Introduction

    Going to college has an opportunity cost, and there could be a variety of reasons why someone might not pursue or complete higher education. One of them could be that the costs on school exceed the affordability. Studying residents’ ability to afford learning may provide insights into reasons that one may not graduate from college. This knowledge would be valuable in understanding the challenges behind education and lead to potential approaches to target this issue. Therefore, I would like to investigate the relationship between household income, student spending, percentage of residents, and percentage of residents who are college graduates. The question explored in this research is: How would the mean household income and student spending be related to the percentage of residents who graduated from college in each state? Higher mean household income in a state would imply that residents in that state overall had more financial power to afford learning, thus the mean household income was hypothesized to be positively related to the percentage of residents who graduated from college in each state. At the same time, state average student spending was hypothesized to be negatively related to the percentage of residents who were college graduates in each state, as higher mean student spending in a state would suggest that residents overall had more difficulty affording college. Partly aligning with the hypothesis, the results found that both mean household income and student spending were positively related to the percentage of residents who were college graduates in a state, controlling for the other variable. The analysis also found an unexpected correlation between mean household income and student spending.

Methods

    The investigation on that question used part of the data from the U.S. Census Bureau Five-Year American Community Survey from 2013 to 2017. This data was collected from residents in the 50 states in the United States, and this study used the following variables in the dataset: household income, student spending, and percentage of residents who are college graduates. The household income was measured as a mean for each state from 2013 to 2017 and represented in $1000. Student spending represented the average school spending for one pupil in each state in 2013, represented in $1000. Lastly, the percentage of residents who are college graduates accounted for the proportion of residents between ages 25 and 34 who were college graduates in each state from 2013 to 2017. I will use a multilinear regression model to investigate the relationship between these variables to find out if the mean household income and school spending would influence the percentage of residents who are college graduates. Specifically, the multilinear model would use the mean household income and the school spending as explanatory variables and the percentage of residents who are college graduates as the response variable. Although Census randomly selected participants to respond to the survey each year, the average values of the states would vary due to random selections of individual participants, but it could not be considered as randomly collected data. Therefore, the analysis should be careful in assuming the independence between data points.

Analysis and Results

    There was multicollinearity between mean household income and student spending. As shown in Table 1, the t-test for correlation between the two explanatory variables resulted in a correlation of 0.61 with a p-value of 2.6e-6. There was strong evidence that the correlation between household income and student spending was greater than 0, suggesting that household income increased as student spending increased. Therefore, the multilinear model for the relationships should account for this influence.

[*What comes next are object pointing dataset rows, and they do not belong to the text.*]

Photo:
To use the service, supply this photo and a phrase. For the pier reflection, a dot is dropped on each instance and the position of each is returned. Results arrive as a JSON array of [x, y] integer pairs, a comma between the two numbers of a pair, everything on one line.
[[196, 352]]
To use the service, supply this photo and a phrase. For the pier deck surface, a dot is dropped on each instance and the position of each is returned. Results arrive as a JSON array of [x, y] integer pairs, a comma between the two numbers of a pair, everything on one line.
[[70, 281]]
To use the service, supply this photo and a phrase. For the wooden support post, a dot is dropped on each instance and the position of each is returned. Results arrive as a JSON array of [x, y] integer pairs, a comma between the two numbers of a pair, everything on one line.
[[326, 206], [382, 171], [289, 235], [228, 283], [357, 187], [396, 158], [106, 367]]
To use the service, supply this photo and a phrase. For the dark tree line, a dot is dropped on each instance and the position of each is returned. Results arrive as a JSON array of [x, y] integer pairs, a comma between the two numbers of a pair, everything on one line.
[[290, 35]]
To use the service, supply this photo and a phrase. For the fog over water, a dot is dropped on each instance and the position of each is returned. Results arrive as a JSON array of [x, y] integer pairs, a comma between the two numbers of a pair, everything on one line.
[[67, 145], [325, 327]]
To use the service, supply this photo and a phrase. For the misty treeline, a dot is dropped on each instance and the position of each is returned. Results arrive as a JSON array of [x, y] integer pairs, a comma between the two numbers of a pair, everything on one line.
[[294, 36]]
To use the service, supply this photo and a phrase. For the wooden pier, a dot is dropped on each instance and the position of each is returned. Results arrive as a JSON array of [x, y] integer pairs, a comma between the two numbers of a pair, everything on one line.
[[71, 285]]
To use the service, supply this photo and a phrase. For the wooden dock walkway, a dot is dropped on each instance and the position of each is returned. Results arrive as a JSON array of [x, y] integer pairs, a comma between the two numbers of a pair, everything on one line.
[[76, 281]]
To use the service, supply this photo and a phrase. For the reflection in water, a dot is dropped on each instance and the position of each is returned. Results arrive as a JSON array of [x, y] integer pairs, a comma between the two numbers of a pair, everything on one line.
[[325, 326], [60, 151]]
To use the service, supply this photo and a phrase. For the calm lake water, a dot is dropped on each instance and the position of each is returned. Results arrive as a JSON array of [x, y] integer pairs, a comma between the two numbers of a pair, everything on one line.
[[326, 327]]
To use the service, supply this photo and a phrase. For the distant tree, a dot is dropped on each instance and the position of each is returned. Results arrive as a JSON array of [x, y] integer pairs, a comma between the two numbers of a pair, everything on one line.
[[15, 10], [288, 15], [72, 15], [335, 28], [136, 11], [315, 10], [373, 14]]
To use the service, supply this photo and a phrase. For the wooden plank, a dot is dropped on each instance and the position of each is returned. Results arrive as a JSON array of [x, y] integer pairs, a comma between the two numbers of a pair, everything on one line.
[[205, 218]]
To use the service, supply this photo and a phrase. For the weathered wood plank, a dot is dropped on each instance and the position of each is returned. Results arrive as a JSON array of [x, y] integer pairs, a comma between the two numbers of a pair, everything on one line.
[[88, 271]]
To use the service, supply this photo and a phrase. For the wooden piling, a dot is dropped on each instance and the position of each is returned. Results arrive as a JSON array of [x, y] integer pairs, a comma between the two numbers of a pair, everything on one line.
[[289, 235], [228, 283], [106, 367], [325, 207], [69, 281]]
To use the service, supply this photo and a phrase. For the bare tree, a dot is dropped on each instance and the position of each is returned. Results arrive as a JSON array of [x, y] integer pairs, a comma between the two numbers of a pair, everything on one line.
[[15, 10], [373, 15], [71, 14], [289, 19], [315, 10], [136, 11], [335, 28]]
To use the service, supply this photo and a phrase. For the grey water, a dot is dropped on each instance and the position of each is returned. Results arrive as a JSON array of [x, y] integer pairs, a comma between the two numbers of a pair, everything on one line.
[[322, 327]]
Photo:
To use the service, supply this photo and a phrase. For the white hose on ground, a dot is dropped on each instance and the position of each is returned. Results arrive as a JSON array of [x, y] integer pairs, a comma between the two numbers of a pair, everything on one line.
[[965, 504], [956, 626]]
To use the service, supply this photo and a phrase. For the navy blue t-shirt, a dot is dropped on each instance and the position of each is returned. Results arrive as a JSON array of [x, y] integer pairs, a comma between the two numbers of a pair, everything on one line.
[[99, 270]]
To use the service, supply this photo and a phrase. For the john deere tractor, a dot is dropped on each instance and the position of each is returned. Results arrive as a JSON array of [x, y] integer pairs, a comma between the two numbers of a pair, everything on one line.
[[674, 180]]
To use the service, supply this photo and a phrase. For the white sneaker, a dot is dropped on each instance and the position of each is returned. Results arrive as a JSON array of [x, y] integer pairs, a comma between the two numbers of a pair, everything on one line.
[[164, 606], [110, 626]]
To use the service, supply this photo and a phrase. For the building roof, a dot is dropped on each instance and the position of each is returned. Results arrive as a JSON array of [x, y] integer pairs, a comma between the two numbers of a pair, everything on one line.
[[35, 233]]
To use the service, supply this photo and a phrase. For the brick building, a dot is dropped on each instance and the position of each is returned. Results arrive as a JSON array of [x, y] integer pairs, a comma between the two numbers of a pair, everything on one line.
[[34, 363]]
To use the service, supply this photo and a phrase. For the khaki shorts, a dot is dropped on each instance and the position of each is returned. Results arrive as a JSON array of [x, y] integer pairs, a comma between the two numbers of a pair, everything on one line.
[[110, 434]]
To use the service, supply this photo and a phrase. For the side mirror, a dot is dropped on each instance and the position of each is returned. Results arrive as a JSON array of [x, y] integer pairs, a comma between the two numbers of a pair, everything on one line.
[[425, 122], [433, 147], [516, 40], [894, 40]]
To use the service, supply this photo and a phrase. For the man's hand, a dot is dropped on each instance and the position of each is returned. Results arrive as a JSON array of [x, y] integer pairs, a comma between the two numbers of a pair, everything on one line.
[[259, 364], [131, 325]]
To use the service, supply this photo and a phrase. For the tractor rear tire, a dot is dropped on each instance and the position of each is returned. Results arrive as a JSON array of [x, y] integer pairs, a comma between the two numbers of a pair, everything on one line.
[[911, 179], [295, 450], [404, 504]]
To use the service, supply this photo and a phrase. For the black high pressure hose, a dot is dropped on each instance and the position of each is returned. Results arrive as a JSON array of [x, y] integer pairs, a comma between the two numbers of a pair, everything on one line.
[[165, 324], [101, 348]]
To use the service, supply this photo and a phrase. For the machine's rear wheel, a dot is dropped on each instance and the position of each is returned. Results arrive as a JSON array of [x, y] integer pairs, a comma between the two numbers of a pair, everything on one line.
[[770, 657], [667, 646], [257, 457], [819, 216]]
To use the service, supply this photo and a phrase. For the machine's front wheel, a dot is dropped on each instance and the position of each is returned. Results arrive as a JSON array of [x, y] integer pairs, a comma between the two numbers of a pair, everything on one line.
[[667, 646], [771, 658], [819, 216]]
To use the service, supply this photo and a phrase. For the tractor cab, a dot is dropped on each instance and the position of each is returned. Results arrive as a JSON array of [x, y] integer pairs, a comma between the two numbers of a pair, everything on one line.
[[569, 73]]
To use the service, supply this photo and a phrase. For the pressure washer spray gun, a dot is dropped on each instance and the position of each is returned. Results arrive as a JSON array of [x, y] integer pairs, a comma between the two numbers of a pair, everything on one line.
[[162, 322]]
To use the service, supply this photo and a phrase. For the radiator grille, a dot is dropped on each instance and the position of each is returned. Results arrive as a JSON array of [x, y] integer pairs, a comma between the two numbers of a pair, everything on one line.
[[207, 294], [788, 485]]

Correlation between Household Income and Student Spending
estimate statistic p.value parameter conf.low conf.high method alternative
0.61 5.33 0 48 0.4 0.759 Pearson’s product-moment correlation two.sided
Effects of Household Income and Student Spending on Percent of College Graduates in Each State
term estimate std.error statistic p.value
(Intercept) 6.649 3.773 1.76 0.085
HouseholdIncome 0.330 0.081 4.06 0.000
StudentSpending 0.616 0.230 2.68 0.010

    The analysis partly aligned with the hypothesis. While I suspected a negative relationship between student spending and the percentage of residents in a state who were college graduates, the percentage of residents who are college graduates was positively correlated with both the mean household income and the student spending per pupil. The predicted model for the percentage of college graduates was:

\[ Percent\ Graduated\ from\ College = 6.65\ +\ 0.33\ *\ HouseholdIncome\ +\ 0.62\ *\ StudentSpending \]

    The F-test for this model was significant (p = 5.22e-9). Household income and student spending explained 55.58% of the variance in the percentage of college graduates from the multiple \(R^2\). Both coefficients for household income and student spending were significant. The coefficient of household income was 0.33 with a p-value of 0.00018, and the coefficient of student spending was 0.62 with a p-value of 0.01. These individual slope tests suggested that the percentage of college graduates in a state increases by 0.33% for each $1000 increase in state mean household income, while allowing for simultaneous change in mean student spending. Additionally, the tests predicted that the percentage of college graduates in a state increases by 0.62% for each $1000 increase in student spending, while allowing for simultaneous change in mean household income. However, the value of the intercept was not as significant, with a p-value of 0.08, implying that the model provided some evidence, but not strong evidence, that the percentage of college graduates in a state was 6.65 when the household income and student spending were both zero.

    A linear model was somewhat sufficient to fit this data. The data was mostly linear but had a larger variance when the modeled percentage of college graduates in each state was higher compared to when that value was lower. This indicated that the household income and student spending were less effective at predicting the percentage of college graduates in states that had more residents who were college graduates compared to states that had fewer residents who were college graduates. The data appeared to have a zero mean but did not align well with the normal distribution, hindering its ability to make predictions. There was a leverage point that did not influence the data.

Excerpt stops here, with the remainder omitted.